Оба подняли глаза друг на друга; и оба смутились (они смущались всегда).
Аполлон Аполлонович перекинулся взором от предмета к предмету; Николай Аполлонович ощутил ежедневное замешательство: у него свисали с плечей две совершенно ненужных руки по обе стороны туловища; и в порыве бесплодной угодливости, подбегая к родителю, стал поламывать он свои тонкие пальцы (палец о палец).
Ежедневное зрелище ожидало сенатора: неестественно вежливый сын неестественно быстро, вприпрыжку, преодолевал пространство от двери – и до обеденного стола. Аполлон Аполлонович перед сыном стремительно встал (все сказали б – вскочил).
Николай Аполлонович споткнулся о столовую ножку.

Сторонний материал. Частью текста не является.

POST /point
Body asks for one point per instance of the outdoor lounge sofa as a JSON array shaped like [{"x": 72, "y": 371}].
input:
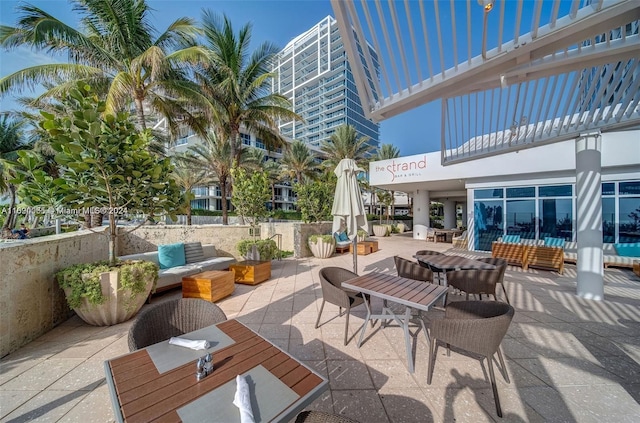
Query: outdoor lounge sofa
[
  {"x": 534, "y": 253},
  {"x": 172, "y": 277}
]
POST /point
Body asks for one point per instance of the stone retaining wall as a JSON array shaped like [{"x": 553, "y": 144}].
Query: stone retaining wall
[{"x": 31, "y": 303}]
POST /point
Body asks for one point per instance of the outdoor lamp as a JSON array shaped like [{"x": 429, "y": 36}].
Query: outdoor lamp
[{"x": 486, "y": 4}]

Аполлон Аполлонович протянул Николаю Аполлоновичу свои пухлые губы; к этим пухлым губам Николай Аполлонович прижал две губы; губы друг друга коснулись; и два пальца тряхнула обычно потеющая рука.
– «Добрый вечер, папаша!»
– «Мое почтенье-с…»
Аполлон Аполлонович сел. Аполлон Аполлонович ухватился за перечницу. По обычаю Аполлон Аполлонович переперчивал суп.
– «Из университета?..»
– «Нет, с прогулки…»
И лягушечье выражение пробежало на осклабленном рте почтительного сыночка, которого лицо успели мы рассмотреть, взятое в отвлечении от всевозможных ужимок, улыбок или жестов любезности, составляющих проклятие жизни Николая Аполлоновича, хотя бы уж потому, что от греческой маскине оставалось следа; эти улыбки, ужимки или просто жесты любезности заструились каким-то непрерывным каскадом перед порхающим взором рассеянного папаши; и рука, подносившая ко рту ложку, очевидно дрожала, расплескивая суп.

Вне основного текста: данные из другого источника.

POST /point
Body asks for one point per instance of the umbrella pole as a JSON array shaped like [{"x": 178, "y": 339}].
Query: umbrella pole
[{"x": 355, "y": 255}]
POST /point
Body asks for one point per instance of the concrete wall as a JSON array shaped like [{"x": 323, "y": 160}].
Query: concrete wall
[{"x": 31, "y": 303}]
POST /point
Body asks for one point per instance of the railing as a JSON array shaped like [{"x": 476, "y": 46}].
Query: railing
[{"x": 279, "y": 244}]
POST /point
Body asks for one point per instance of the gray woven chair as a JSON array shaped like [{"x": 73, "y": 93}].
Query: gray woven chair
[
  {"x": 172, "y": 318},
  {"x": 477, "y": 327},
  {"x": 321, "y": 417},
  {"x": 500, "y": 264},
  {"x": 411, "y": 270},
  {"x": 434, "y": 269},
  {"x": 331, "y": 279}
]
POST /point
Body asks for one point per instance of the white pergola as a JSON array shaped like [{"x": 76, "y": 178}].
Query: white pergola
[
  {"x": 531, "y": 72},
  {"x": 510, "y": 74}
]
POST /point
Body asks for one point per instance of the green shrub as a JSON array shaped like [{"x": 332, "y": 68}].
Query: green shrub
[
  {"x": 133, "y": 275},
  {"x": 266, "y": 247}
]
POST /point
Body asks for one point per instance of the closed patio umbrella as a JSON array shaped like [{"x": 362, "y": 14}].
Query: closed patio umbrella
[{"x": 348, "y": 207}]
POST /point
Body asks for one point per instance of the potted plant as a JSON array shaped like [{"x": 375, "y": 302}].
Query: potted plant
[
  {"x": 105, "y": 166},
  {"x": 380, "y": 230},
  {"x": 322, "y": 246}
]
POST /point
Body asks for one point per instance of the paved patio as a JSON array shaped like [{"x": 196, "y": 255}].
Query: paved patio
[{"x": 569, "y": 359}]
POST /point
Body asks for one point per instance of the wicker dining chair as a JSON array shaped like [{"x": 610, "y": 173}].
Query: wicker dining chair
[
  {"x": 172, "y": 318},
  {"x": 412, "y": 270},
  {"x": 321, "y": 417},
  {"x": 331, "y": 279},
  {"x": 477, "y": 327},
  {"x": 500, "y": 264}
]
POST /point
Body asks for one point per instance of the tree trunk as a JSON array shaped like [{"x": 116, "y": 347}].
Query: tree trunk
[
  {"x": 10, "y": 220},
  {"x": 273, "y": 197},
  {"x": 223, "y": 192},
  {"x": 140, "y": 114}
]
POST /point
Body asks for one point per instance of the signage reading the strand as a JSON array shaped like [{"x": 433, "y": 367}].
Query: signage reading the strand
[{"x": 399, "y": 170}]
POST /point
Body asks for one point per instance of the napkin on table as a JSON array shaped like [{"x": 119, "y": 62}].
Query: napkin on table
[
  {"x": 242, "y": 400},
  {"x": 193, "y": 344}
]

– «Вы, папаша, из Учреждения?»
– «Нет, от министра…»
. . . . . . . . . . . . . . . . . . . .
Выше мы видели, как, сидя в своем кабинете, Аполлон Аполлонович пришел к убеждению, что сын его отпетый мошенник: так над собственной кровью и над собственной плотью совершал ежедневно шестидесятивосьмилетний папаша некий, хотя и умопостигаемый, но все же террористический акт.
Но то были отвлеченные, кабинетные заключения, не выносившиеся уже в коридор, ни (тем паче) в столовую.

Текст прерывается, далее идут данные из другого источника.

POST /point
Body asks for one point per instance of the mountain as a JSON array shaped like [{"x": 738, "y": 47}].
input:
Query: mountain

– «Тебе, Коленька, перцу?»
– «Мне соли, папаша…»
Аполлон Аполлонович, глядя на сына, то есть порхая вокруг закорчившегося молодого философа перебегающими глазами, по традиции этого часа предавался приливу, так сказать, отчества, избегая мыслями кабинет.
– «А я люблю перец: с перцем вкуснее…»
Николай Аполлонович, опуская в тарелку глаза, изгонял из памяти докучные ассоциации: невский закат и невыразимость розовой ряби, перламутра нежнейшие отсветы, синевато-зеленую глубину; и на фоне нежнейшего перламутра…
– «Так-с!..»
– «Так-с!..»
– «Очень хорошо-с…»
Занимал розговором сынка (или лучше заметить – себя) Аполлон Аполлонович.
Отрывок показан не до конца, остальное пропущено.